Since we found something wrong last week, we tried to carefully measure the beam parameters again after the first Faraday Isolator. As Yuefan did, we also set the origin as the BS on the bench.
For x direction, the beam waist is 118.2 um at the position z=-0.10 m. For y, the beam waist is 119.8 um at z=-0.093 m. See attached figure 1 for the fitting result.
Then we used this result to simulate the propagation of the beam using the software "Jammt". See attached figure 2 for this simulation.
We found that our beam parameter was very sensitive to the last lens position. We have fine tuned its position in order to have a reasonable beam dimension. By using a steering mirror on the beam path we could propagate it for several meters in the central area and check that the beam size should be reasonable at the input of the in vacuum faraday.
After that we have keep trying to recover the alignment of the infrared without success.
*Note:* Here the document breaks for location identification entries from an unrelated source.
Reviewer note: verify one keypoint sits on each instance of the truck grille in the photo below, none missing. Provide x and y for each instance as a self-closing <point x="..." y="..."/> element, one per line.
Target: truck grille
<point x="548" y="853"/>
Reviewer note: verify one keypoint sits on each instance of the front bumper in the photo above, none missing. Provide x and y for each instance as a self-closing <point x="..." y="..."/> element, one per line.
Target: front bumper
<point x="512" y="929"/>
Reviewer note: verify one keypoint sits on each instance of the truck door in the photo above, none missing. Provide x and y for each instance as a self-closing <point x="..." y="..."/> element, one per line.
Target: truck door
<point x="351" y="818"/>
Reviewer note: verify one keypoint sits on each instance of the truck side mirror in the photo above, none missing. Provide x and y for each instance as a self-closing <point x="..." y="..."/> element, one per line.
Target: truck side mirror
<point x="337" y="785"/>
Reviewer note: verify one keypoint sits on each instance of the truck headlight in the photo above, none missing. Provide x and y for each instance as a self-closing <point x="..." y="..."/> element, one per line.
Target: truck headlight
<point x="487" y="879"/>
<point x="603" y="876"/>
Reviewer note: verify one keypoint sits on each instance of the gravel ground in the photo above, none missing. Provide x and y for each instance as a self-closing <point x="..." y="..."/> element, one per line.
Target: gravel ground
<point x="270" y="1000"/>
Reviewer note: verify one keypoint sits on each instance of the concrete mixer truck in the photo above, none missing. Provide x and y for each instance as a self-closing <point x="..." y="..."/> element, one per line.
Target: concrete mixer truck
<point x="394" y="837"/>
We have collected as many cameras and screens as possible as use them to look insides the input vacuum chamber simultaneously.
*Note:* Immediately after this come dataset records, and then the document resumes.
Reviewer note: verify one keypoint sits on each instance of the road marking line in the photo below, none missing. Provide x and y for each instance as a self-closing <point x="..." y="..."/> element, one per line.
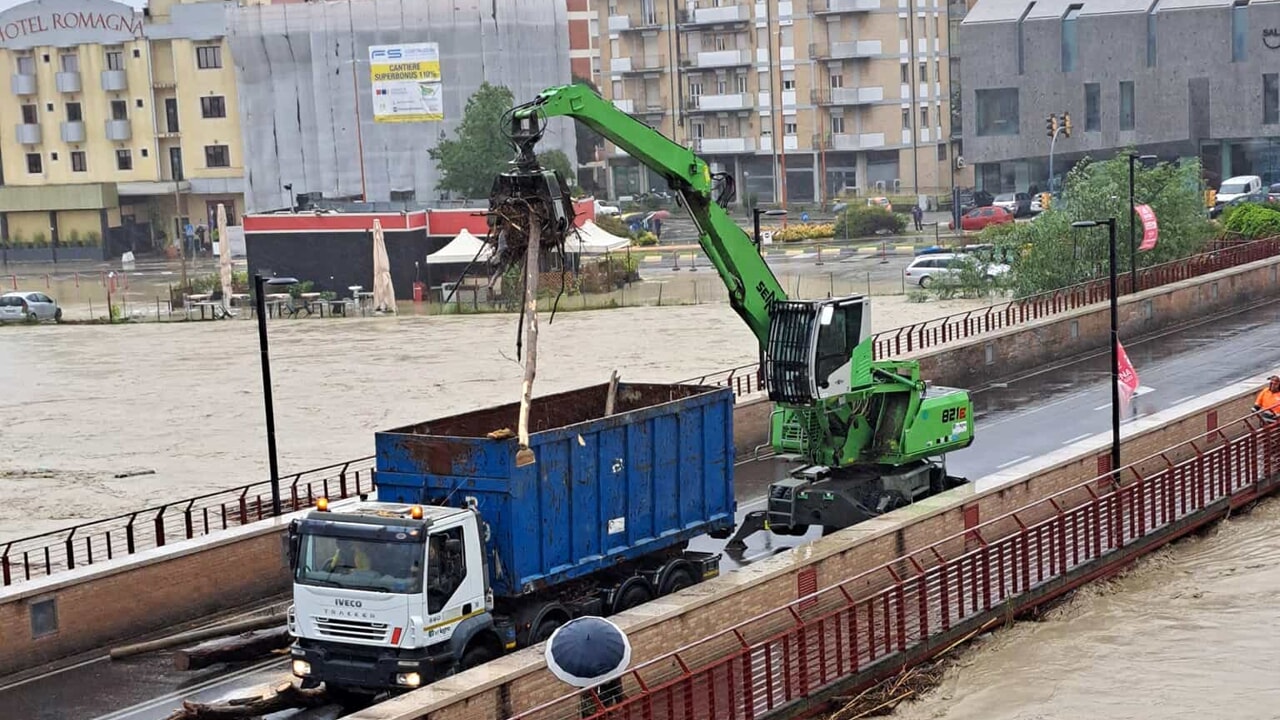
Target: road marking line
<point x="1014" y="461"/>
<point x="192" y="689"/>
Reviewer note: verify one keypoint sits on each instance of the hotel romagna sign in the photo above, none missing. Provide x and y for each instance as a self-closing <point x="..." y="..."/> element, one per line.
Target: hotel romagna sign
<point x="67" y="23"/>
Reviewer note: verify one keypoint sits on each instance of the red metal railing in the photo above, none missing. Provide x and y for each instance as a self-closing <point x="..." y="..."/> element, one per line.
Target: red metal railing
<point x="1221" y="255"/>
<point x="152" y="527"/>
<point x="873" y="624"/>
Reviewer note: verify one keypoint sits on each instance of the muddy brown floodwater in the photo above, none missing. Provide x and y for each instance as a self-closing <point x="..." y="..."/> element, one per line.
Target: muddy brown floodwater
<point x="85" y="402"/>
<point x="1189" y="633"/>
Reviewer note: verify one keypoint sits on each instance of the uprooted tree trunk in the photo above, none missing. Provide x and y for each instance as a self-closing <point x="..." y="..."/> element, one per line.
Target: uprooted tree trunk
<point x="246" y="646"/>
<point x="287" y="696"/>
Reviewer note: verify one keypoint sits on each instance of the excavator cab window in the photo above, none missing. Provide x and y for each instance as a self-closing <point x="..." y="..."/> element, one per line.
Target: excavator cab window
<point x="839" y="333"/>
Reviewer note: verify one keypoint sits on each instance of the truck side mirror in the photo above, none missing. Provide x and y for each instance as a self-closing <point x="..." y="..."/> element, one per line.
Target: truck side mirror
<point x="295" y="542"/>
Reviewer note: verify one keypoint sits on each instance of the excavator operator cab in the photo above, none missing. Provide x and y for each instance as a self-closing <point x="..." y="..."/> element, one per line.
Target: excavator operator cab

Despite many tries the situation is not different from that of the last time:
1) We can recover the references for the IR on the plastic film but for one of them the beam as a quite irregular shape.
2) We could see the beam on the mount of the 2 inch mirrors and we tried to center it.
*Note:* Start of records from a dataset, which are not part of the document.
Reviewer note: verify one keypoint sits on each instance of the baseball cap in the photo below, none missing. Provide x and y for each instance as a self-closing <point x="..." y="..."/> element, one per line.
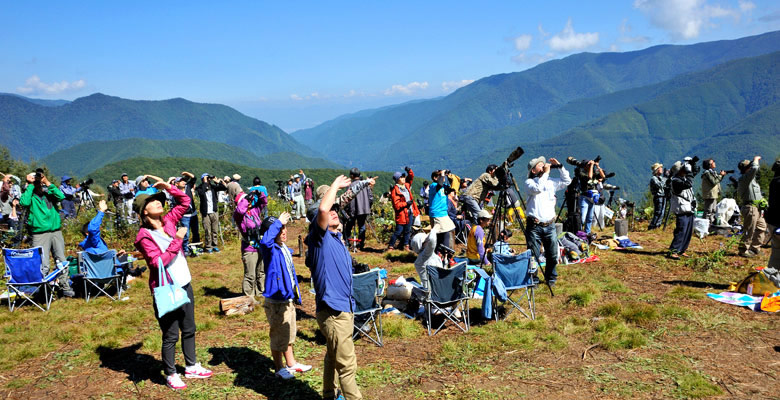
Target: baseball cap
<point x="140" y="201"/>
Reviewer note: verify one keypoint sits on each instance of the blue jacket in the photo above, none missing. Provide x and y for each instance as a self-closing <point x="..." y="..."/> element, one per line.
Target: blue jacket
<point x="93" y="243"/>
<point x="277" y="282"/>
<point x="437" y="201"/>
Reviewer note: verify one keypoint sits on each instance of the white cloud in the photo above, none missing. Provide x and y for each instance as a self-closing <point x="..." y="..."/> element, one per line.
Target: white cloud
<point x="567" y="40"/>
<point x="523" y="42"/>
<point x="406" y="89"/>
<point x="685" y="19"/>
<point x="449" y="86"/>
<point x="34" y="86"/>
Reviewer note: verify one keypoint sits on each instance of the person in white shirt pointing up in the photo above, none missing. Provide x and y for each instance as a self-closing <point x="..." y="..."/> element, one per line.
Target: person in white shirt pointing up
<point x="540" y="215"/>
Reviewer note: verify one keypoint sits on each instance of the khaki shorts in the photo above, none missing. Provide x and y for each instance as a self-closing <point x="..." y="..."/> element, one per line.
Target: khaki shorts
<point x="281" y="318"/>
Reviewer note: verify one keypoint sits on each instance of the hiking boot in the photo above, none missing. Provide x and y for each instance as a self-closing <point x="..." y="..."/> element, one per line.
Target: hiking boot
<point x="197" y="372"/>
<point x="285" y="373"/>
<point x="298" y="367"/>
<point x="174" y="382"/>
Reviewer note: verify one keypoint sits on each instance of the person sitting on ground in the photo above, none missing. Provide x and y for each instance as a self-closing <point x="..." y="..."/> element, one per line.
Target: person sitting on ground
<point x="209" y="206"/>
<point x="142" y="184"/>
<point x="405" y="209"/>
<point x="283" y="292"/>
<point x="424" y="245"/>
<point x="502" y="244"/>
<point x="69" y="202"/>
<point x="683" y="205"/>
<point x="478" y="191"/>
<point x="159" y="240"/>
<point x="475" y="247"/>
<point x="247" y="217"/>
<point x="41" y="198"/>
<point x="753" y="224"/>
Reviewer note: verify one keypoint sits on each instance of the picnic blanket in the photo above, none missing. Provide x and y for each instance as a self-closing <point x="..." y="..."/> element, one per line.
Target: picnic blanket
<point x="738" y="299"/>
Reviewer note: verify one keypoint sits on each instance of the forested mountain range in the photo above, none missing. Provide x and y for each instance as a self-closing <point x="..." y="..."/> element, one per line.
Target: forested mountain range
<point x="31" y="130"/>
3) We could see the beam hit the leg of the PR telescope mirror and tried to center it on the PR.
After that we cannot see the beam on the BS or on the input mirror but just some strange quite dim shape on the first target.
As already observed in entry 631, when moving the PR or BS mirror with the local controls we can move accordingly the shape on the target. This is different from what we expect if the beam was hitting the pipe, since normally in this condition we observe a change in the intensity and in the shape of the scattered light.
Conclusions: We are probably not understanding what is happening inside the chambers and we need some new ideas to go on.